The Conversations of Democracy. Citizens' Everyday Communication in the Deliberative System
The project is to address a major gap in the empirical study of deliberative politics. Although democratic theory's deliberative turn stimulated increasing interest in the role of talk for the quality of democratic politics, research paid as of yet hardly any attention to ordinary citizens' informal conversations about politics. No assured knowledge exists about how this form of political communication stands up to the high normative standards of deliberation. Likewise, there is no robust evidence on the factors that lead to a higher deliberative quality of everyday political talk, nor on whether it actually entails the beneficial influences on the democratic process expected by deliberative theory.

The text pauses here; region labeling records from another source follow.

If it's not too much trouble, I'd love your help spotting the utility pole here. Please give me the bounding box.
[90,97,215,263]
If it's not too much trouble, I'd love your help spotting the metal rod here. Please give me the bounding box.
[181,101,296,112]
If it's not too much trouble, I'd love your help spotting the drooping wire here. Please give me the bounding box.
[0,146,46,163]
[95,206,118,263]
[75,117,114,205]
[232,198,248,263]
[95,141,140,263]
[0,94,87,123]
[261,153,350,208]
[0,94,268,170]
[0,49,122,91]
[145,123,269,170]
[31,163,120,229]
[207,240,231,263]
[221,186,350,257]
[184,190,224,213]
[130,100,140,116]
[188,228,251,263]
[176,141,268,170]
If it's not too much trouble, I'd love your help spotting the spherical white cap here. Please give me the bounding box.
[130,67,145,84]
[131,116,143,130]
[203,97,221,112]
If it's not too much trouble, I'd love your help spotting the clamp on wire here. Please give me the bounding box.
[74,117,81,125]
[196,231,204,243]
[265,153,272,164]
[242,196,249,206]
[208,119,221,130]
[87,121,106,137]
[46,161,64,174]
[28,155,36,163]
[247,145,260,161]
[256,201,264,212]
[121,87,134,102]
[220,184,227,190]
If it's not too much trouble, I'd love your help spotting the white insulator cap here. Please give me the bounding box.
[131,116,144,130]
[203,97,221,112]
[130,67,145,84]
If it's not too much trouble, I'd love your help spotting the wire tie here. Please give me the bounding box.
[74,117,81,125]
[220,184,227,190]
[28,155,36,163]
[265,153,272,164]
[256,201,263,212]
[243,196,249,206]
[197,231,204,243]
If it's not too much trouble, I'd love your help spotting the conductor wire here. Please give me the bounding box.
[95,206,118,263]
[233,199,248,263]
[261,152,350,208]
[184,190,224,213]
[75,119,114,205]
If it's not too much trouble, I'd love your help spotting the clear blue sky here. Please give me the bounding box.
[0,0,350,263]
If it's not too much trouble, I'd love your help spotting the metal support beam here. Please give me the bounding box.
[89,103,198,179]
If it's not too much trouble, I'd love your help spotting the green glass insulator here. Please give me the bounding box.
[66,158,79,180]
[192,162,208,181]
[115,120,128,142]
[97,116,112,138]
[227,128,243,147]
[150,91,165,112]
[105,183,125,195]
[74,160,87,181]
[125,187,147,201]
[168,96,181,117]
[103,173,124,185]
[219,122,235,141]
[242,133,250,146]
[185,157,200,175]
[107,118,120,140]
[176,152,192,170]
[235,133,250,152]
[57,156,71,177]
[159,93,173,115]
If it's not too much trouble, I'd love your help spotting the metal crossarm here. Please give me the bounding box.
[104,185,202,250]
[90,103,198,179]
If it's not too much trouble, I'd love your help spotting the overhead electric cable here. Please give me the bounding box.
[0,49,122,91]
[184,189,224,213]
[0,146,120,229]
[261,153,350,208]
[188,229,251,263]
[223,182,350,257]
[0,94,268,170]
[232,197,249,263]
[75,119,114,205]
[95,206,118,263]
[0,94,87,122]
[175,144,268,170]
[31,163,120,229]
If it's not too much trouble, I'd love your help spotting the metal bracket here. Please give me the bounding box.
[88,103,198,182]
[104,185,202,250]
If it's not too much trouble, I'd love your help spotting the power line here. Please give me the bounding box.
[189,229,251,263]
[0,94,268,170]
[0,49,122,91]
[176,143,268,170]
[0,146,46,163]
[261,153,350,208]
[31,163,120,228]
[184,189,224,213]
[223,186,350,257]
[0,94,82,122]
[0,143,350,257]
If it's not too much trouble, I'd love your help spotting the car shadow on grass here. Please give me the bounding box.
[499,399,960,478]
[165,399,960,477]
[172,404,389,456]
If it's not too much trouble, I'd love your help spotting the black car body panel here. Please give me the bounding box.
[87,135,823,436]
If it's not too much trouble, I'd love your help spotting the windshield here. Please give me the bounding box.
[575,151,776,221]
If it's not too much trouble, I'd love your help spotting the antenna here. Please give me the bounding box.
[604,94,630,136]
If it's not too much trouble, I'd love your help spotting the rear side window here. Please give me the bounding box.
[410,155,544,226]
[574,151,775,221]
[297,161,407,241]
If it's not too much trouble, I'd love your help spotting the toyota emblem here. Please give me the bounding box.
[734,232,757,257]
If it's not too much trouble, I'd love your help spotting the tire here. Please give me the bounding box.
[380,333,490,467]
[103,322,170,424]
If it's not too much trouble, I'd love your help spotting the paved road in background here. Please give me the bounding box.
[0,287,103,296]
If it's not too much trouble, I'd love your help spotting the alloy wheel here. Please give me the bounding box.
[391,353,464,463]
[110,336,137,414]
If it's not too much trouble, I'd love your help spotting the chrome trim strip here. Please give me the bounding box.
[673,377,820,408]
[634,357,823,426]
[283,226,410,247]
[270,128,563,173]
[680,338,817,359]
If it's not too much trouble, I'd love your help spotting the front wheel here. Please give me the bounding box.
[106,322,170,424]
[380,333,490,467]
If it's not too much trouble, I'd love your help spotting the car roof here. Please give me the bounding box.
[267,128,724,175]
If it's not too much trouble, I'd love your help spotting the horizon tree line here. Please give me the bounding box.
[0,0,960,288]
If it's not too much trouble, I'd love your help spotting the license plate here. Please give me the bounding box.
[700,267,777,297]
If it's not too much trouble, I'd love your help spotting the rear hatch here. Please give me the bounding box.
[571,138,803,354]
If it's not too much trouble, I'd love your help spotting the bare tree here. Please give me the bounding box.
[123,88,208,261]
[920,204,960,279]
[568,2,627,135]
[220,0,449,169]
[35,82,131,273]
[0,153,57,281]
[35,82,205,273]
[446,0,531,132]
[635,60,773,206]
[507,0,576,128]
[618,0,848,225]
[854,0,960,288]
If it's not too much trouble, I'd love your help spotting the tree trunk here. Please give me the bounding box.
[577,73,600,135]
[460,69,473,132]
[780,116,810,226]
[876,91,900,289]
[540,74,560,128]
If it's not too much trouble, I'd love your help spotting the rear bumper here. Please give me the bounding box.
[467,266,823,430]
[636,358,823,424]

By investigating their deliberativeness as well as its conditions and consequences the project seeks to contribute to a deeper understanding of people's conversations about public affairs as the most basic form of political communication and foundation of democracy's deliberative system. Complementing research on political communication in institutional arenas of the deliberative system the project seeks to answer three interrelated research questions: (RQ1) How deliberative is citizens' everyday talk about politics? To assess the deliberative quality of people's interpersonal communication it will be empirically described on a range of subdimensions and systematically compared to the ideal type of genuine deliberation. (RQ2) Which conditions contribute to the deliberativeness of citizens' everyday talk about politics? Building on approaches from participation research the project will focus on individuals' personal skills and motivations as well as on opportunities and constraints that result from their embeddedness in socio-spatial and situational contexts. (RQ3) Does the deliberativeness of citizens' everyday talk about politics lead to the beneficial consequences for democratic politics assumed by deliberative theory?

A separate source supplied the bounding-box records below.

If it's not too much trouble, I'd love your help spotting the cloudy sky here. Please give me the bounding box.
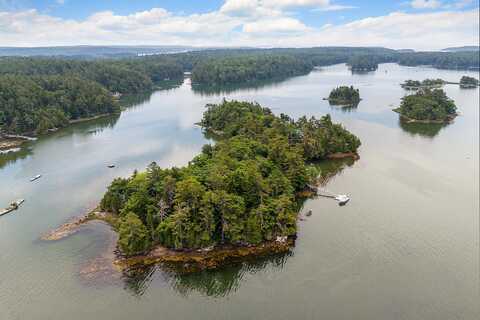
[0,0,479,50]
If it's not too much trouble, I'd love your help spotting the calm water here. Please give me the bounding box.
[0,64,480,320]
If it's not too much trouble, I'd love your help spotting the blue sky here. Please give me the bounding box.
[0,0,478,49]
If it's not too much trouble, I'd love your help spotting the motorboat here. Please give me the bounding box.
[0,199,25,216]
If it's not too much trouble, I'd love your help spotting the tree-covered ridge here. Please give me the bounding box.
[396,52,480,70]
[460,76,478,88]
[395,89,457,122]
[0,75,119,134]
[192,55,313,85]
[401,79,445,90]
[101,101,360,255]
[347,55,378,71]
[328,86,360,105]
[0,57,183,93]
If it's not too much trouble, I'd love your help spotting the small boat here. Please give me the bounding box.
[0,199,25,216]
[30,174,42,182]
[334,194,350,206]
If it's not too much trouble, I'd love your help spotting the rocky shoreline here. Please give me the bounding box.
[392,108,460,124]
[40,209,295,277]
[0,137,27,151]
[327,152,360,160]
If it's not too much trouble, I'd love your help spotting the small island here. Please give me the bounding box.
[93,101,360,268]
[394,89,457,123]
[460,76,479,89]
[326,86,360,106]
[401,79,446,90]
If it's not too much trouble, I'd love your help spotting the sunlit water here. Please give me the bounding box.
[0,64,480,320]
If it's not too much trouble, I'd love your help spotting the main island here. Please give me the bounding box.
[65,101,361,268]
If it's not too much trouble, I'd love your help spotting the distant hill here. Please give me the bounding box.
[0,46,202,58]
[442,46,480,52]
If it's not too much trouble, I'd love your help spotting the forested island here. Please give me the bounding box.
[327,86,360,106]
[401,79,446,90]
[100,101,360,261]
[460,76,478,89]
[394,89,457,123]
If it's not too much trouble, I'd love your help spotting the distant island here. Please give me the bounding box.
[460,76,479,89]
[192,55,313,86]
[327,86,360,106]
[347,55,378,72]
[401,79,446,90]
[394,89,457,123]
[442,46,480,52]
[96,101,360,267]
[0,46,479,150]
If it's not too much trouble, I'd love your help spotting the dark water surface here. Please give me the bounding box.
[0,64,480,320]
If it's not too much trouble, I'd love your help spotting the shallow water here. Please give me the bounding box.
[0,64,480,320]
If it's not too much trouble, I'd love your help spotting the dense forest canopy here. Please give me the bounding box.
[101,101,360,255]
[0,75,119,134]
[328,86,360,105]
[401,79,445,90]
[395,89,457,122]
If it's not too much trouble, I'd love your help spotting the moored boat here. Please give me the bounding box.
[30,174,42,182]
[0,199,25,216]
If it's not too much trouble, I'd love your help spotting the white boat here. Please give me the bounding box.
[0,199,25,216]
[30,174,42,182]
[334,194,350,206]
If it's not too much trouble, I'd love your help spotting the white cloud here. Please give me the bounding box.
[0,0,479,50]
[455,0,473,9]
[311,4,358,12]
[410,0,442,9]
[243,17,309,34]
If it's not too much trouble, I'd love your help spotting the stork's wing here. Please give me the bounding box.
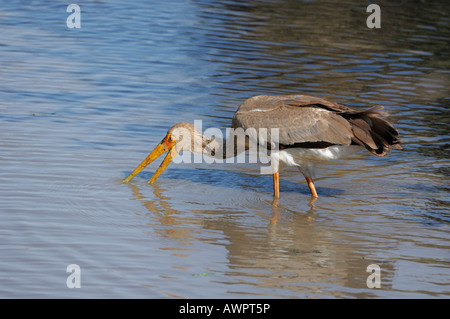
[233,95,353,147]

The project will test hypotheses from deliberative theory that pertain to effects of deliberative communication on individuals' civic orientations and legitimacy beliefs. It will thus contribute to a better understanding of the micro foundations of the system-level consequences of deliberative communication. To address these research questions the project combines a local two-wave panel survey of a random sample of citizens with a snowball survey of political discussants and aggregate data on sociopolitical contexts. To investigate the role of situational circumstances the panel will be timed in such a way that the baseline interviews reflect the normal conditions of 'between-election' politics and the reinterviews the politicized context of electoral politics.
Using existing data, several papers relating to research questions of the project have been prepared, presented at conferences and partly also already published.